Deepfake is a form of human image synthesis that combines and superimposes existing images to create fake content. Weiss said it’s used to manipulate facts in ways difficult to detect. 

“So, I think we still have to process what it means for the democratic procedure all over the world, but also what it means for Israeli politics,” she continued. “And the fact that we have now Round 2 is unbelievable. Certainly, the political systems, the media and I think the public are reaching these elections with no appetite or energy to go through this again.”

Weiss will speak at the Israel Bonds Cleveland’s Women’s Division Sponsors Luncheon from 11:30 a.m. to 2 p.m. June 17 at Acacia Reservation, 26899 Cedar Road in Lyndhurst. A frequent traveler to the United States, she will also attend the Jerusalem Post’s conference in New York City during this trip.

Weiss began work as a legal affairs correspondent and was host of Israel’s “Meet the Press” for nearly a decade. 

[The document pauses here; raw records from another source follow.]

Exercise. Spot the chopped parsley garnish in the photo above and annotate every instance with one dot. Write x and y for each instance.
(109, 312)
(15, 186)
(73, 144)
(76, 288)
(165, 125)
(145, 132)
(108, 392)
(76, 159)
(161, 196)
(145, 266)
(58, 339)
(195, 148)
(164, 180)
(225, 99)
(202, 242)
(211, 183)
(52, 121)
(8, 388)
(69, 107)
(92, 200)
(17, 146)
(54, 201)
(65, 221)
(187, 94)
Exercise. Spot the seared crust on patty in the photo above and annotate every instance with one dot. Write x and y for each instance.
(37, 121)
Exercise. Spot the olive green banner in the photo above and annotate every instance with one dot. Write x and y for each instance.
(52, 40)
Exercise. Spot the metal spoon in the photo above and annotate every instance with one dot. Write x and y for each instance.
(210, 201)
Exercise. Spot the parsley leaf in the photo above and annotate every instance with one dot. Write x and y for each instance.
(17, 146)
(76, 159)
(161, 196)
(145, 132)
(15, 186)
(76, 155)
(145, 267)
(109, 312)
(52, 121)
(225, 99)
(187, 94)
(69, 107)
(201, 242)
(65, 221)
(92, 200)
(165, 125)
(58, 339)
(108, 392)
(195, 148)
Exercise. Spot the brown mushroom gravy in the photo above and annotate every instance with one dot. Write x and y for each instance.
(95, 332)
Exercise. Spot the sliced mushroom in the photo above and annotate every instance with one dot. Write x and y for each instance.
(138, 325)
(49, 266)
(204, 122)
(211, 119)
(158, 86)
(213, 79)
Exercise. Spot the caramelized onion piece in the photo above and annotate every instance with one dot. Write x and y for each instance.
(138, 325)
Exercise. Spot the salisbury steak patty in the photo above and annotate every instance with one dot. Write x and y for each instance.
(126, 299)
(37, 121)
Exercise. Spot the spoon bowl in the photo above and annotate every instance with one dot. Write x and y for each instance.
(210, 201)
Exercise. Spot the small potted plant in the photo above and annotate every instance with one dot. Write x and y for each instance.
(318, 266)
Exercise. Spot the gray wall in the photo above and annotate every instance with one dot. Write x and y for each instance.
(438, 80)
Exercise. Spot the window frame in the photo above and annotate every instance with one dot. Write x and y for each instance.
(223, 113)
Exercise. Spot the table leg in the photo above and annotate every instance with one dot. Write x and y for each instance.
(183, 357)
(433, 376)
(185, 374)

“I think we saw new parties and candidates using social media to get messages out there they wouldn’t do if they had to do it on traditional media,” she said, describing the recent election. “They could be more blunt. They could go lower. ... Although, all of the candidates, even the prime minister himself, didn’t give up on traditional media. What’s interesting is that these elections ... were again all about Prime Minister Netanyahu. ... So, it was either you were with (the) prime minister or you were on the team that wanted him gone. ... Prime Minister Netanyahu did come out of these elections very strong, and yet, very weak when it came to forming a coalition. That was very strange. The night of the election, he declared that it was a great victory. He managed to get 35 seats and the right-wing coalition. ... And a month-and-a-half later, that victory turned out not to be enough in order for him to form a coalition.”

Weiss said Israelis believe the elections scheduled for Sept. 17 are unnecessary. She also pointed out that some Israelis barely remember a time before Netanyahu was their leader. This summer, he will become the longest-serving prime minister of the state of Israel, serving for 13 years.

“First of all, I think the public is very angry and very tired,” she said. “They think that they would like a coalition to be formed, or Prime Minister Netanyahu should have returned the mandate to the president or give someone else a chance. There is no need to drag the country through another round of very expensive, unnecessary elections. ... In a way, it will be again, all about Prime Minister Netanyahu. ... It’s also a second chance for the center-center left to get their act together.”

Turning to the support of American Jews for Israel, Weiss said she believes it is critical to keep Israel a bipartisan issue.

“I think the main issue – the No. 1 concern of Israeli politicians and Israeli public and Israeli decision makers – is to keep Israel a bipartisan issue as much as possible,” she said. “I think that is an essential key. It’s instrumental in keeping the strong connection between the diaspora and the Jewish community and Israel on the right track.”

While she acknowledged Israel’s ministry formed to respond to the boycott, divestment and sanctions movement, which aims to delegitimize the State of Israel, she said the overwhelmingly positive response of Europeans to the recently held Eurovision Song Contest in Tel Aviv was a reality check.

She also said the biggest misconception among Americans about Israelis pertains to Israelis’ penchant for heated discourse.

“Sometimes when Americans meet Israelis, they sit around a table and think they are quarreling, not just talking,” she said. “Understanding the tempo and the way they discourse, the fact that they are very blunt. I would say, ‘don’t worry, this is an Israeli type of discussion.’ You are going to think they are yelling at each other. They’re fighting, but just when we get off stage, we are going to be best friends – and when we walk on stage they (we) are best friends. That’s the way we talk. That’s a big misconception.”